Quantum Walks for Chemical Reaction Networks
- URL: http://arxiv.org/abs/2509.07890v1
- Date: Tue, 09 Sep 2025 16:14:16 GMT
- Title: Quantum Walks for Chemical Reaction Networks
- Authors: Seenivasan Hariharan, Sebastian Zur, Sachin Kinge, Lucas Visscher, Kareljan Schoutens, Stacey Jeffery,
- Abstract summary: We lay the foundation for a quantum algorithmic framework to analyse fixed-structure chemical reaction networks.<n>We develop quantum algorithms that decide reachability of target species after perturbation.<n>Our approach offers new tools for analysing the structure and energetics of complex CRNs.

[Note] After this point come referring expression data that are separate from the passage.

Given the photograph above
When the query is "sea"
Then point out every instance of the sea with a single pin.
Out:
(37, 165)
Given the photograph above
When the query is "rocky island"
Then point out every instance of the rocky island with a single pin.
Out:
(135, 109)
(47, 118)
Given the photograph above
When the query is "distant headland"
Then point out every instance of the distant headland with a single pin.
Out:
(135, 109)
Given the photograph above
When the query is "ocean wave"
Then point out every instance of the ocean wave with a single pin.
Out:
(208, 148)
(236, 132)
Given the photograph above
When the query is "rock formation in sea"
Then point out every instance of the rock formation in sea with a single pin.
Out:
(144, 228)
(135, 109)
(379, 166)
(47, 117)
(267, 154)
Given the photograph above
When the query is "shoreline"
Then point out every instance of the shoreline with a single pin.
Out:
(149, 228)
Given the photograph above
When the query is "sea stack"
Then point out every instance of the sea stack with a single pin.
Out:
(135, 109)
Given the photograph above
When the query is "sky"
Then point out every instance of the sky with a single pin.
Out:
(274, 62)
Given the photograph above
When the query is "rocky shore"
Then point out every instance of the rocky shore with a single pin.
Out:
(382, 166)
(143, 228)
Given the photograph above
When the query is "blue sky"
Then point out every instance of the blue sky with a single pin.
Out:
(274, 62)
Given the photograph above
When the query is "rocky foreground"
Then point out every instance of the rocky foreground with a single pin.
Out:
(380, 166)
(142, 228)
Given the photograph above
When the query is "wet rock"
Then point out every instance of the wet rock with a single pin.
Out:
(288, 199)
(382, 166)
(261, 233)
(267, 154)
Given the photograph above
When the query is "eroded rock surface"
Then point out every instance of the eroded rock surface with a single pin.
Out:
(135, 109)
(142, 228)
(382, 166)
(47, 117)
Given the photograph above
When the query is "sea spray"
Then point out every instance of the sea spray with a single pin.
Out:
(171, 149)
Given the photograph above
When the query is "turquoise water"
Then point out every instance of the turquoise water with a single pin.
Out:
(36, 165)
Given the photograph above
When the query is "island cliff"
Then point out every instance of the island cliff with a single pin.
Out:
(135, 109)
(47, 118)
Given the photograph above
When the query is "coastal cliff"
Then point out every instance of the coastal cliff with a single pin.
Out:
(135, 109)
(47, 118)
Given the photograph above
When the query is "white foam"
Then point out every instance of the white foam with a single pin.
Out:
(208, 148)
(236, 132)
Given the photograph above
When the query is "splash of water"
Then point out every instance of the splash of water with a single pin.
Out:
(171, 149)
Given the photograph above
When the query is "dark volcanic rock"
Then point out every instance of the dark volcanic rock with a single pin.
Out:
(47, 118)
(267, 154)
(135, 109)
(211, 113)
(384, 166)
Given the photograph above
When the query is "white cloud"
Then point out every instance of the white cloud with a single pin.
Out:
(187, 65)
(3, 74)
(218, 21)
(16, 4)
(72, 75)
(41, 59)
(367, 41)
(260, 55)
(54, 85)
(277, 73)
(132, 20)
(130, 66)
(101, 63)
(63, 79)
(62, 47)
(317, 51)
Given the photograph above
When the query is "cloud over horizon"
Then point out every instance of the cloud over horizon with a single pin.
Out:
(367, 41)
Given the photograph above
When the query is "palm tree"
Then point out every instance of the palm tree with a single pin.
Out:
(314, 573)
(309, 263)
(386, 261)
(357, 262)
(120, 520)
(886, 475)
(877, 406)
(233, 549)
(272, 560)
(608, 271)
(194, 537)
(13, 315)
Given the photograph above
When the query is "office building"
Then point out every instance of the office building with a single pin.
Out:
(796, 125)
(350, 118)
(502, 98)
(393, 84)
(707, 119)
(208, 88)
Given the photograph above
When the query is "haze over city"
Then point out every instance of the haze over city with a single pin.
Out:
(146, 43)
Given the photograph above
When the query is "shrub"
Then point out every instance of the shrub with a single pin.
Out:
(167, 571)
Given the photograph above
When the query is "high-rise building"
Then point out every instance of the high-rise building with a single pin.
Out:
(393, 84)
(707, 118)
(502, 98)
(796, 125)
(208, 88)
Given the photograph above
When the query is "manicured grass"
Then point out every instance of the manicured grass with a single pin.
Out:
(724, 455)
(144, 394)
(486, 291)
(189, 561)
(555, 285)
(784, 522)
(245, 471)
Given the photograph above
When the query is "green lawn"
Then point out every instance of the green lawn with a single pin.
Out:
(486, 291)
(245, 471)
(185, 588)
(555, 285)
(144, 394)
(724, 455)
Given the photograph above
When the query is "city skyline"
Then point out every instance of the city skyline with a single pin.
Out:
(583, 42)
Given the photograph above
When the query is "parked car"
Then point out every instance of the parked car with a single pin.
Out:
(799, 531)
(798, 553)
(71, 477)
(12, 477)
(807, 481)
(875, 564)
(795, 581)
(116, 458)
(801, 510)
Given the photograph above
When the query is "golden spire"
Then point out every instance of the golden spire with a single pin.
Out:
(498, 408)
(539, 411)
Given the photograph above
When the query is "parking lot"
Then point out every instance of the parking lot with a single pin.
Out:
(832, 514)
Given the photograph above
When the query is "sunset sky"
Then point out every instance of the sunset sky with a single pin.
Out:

- Score: 0.061573828205377185
- License: http://creativecommons.org/licenses/by/4.0/
- Abstract: We lay the foundation for a quantum algorithmic framework to analyse fixed-structure chemical reaction networks (CRNs) using quantum random walks (QRWs) via electrical circuit theory. We model perturbations to CRNs, such as, species injections that shift steady-state concentrations, while keeping the underlying species-reaction graph fixed. Under physically meaningful mass-action constraints, we develop quantum algorithms that (i) decide reachability of target species after perturbation, (ii) sample representative reachable species, (iii) approximate steady-state fluxes through reactions, and (iv) estimate total Gibbs free-energy consumption. Our approach offers new tools for analysing the structure and energetics of complex CRNs, and opens up the prospect of scalable quantum algorithms for chemical and biochemical reaction networks.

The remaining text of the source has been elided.